The pain throughout my body had begun to subside into a dull ache. My legs and my neck were both stiff, and my head pounded horribly. “I can hardly stop now,” I said, hoping to draw him out. “Does not this violence confirm our suspicions?”

“This family has suffered too many losses,” he said as he shook his head. “I cannot look quietly on while you are threatened as well.”

“I don’t understand. You wanted this inquiry. Has something happened to make you change your mind? Has Mr. Adelman convinced you?”

He laughed. “Adelman,” he said, as though the name were enough to explain his mirth. “You think me so easily persuaded by Adelman?”

“I could not say,” I mumbled. I thought about what Sarmento had told me—that my father hated Adelman. And I thought about how my uncle welcomed him at his table for Sabbath dinner. “We cannot just walk away from something because it is dangerous, Uncle.”

“That is precisely why we should walk away. Because it is dangerous. But”—he held a hand in the air—“you know your business more than I. I would not presume to tell you how to proceed or how to take care for your own safety. I merely wished to say, Benjamin, that I will not have you press on, put yourself in harm’s way, on my account.”

I could longer remain silent. “Why do you maintain a friendship with Adelman, a man who was my father’s enemy?”

He thought to laugh, but held his laughter back, as though it would offend me. Perhaps it would have. “Who told you he and your father were enemies?” He did not pause for an answer. “Mr.

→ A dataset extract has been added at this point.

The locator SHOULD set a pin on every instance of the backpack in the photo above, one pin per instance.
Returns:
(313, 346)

Adelman and I have had dealings since he arrived on this island. Your father cared not much for his involvement with the Company, it is true, and he was a man who could little trouble himself to conceal his feelings, but they were not enemies. Merely cool acquaintances.”

Perhaps I had misunderstood my uncle. Perhaps he did only wish to see me stay clear of danger. My uncle, unlike my father, was not a coward, but I knew him to be cautious, to guard his position in the community with care, to wish always to say the right thing before the watchful eyes of our Christian neighbors. His concern made me feel ungenerous for doubting him.

Intending to change the topic, I cleared my throat and took a gulp of wine, which had cooled enough that it was pleasingly hot. “Would you object if I wished to escort Miriam to the theatre?”

He shifted uneasily in his chair. “I am not certain that the theatre is the best place for a woman such as Miriam. Perhaps some other social event,” he suggested.

“You are very protective of her,” I observed.